The ex-enfant terrible of French cinema has done it again: Jean-Luc Godard has created a film that will draw strong reactions. First Name: Carmen will be hailed by loyal enthusiasts of the director’s work as another jewel in a marvelous mosaic of movies that Godard has turned out since 1959. But by those who find Godard an impossible-to-acquire taste, the film will be damned as Godard’s latest exercise in narcissistic filmmaking.
Critics have long been strongly divided in their appraisal of Godard’s work. Richard Roud, in addition to suggesting that Godard is the greatest contemporary director, has described him as one of the most important artists of our time. Pauline Kael has characterized Godard as “the most exciting director working in movies today.” However, as perceptive a cineaste as Stanley Kaufman has portrayed Godard as “a magician who makes elaborate uninspired gestures and then pulls out of the hat precisely nothing.”
What critics do seem to agree on is that Godard has been the most influential of contemporary directors. Probably the most original technician of the cinema since Orson Welles, Godard — with his jump cuts, sound overlaps, and conversations with the camera — has spawned a generation of imitators. Whether one is exulted or exasperated by Godard’s cinematic techniques, no one will deny that Godard is innovative. Prior to Godard no director would dream of cutting from the back of an actress’s head to the back of the same head. In Godard’s first feature length film, Breathless (1959), he did it 18 times.

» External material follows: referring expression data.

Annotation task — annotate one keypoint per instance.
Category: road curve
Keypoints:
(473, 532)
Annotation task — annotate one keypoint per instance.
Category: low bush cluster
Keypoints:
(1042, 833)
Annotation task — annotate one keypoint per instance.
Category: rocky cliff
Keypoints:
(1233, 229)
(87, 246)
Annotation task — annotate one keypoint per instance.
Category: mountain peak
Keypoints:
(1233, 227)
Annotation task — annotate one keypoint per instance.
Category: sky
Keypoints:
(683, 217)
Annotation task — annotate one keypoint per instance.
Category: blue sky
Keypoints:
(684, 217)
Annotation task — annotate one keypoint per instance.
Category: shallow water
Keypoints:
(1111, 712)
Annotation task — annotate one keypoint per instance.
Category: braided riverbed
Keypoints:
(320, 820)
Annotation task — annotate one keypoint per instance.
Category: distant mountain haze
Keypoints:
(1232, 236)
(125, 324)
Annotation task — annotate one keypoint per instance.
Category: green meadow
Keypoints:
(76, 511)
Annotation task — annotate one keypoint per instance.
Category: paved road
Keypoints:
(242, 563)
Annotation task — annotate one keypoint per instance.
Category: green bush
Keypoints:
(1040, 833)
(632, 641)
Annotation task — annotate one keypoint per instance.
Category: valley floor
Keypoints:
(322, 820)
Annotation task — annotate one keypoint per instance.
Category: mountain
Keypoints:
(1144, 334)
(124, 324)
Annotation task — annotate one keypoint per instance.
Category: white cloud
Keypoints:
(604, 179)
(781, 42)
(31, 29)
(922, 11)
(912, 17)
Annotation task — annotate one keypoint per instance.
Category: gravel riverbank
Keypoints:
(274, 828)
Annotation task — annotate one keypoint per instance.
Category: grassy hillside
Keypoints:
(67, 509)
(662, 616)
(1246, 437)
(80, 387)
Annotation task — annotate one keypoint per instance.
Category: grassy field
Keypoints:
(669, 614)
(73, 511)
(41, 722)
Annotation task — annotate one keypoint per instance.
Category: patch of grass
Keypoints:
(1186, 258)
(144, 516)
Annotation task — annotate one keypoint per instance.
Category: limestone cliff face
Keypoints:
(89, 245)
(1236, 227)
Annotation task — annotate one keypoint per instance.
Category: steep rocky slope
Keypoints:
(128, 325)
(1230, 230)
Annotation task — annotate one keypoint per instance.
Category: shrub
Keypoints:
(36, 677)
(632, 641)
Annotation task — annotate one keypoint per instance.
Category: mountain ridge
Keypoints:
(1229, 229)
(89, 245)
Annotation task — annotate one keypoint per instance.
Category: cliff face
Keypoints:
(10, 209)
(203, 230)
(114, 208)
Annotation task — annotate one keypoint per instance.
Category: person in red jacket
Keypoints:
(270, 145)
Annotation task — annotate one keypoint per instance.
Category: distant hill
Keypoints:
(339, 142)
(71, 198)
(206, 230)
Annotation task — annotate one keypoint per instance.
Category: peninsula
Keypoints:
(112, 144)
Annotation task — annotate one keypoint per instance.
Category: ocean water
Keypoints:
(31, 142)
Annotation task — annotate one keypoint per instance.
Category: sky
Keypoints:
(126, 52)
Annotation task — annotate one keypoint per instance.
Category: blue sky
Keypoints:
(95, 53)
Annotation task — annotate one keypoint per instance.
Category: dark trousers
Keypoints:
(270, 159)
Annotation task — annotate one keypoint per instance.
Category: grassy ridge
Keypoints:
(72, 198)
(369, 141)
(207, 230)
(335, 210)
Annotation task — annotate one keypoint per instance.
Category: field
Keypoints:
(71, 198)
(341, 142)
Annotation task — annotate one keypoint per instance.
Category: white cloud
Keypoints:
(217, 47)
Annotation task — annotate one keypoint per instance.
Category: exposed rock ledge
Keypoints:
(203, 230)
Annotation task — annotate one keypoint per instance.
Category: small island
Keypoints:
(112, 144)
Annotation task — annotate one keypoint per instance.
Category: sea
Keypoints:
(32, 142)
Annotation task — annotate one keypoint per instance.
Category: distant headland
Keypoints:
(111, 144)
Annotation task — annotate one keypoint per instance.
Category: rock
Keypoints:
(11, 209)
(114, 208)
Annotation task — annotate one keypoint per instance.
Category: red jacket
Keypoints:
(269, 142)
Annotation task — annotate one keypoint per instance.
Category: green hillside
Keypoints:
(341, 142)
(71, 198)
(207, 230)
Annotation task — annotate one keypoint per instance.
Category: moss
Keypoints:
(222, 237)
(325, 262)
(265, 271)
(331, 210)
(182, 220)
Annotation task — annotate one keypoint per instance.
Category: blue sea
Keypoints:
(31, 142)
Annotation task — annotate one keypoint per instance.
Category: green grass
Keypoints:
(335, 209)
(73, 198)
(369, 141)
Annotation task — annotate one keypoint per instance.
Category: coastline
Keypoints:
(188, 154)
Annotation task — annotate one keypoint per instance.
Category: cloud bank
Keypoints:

Though the conventional wisdom is that cameras are supposed to record rather than call attention to themselves, Godard’s camera in an important scene in My Life to Live (1962) swings back and forth like a pendulum. These startling techniques and tricks are among the key reasons why viewers either love or hate a Godard film. Even those who find Godard’s unique style and technique arbitrary and distracting recognize the power of some of his scenes. I think of the traffic jam in Weekend (1968) and the display of the warriors’ loot at the end of the pacifist fable Les Carabiniers (1963).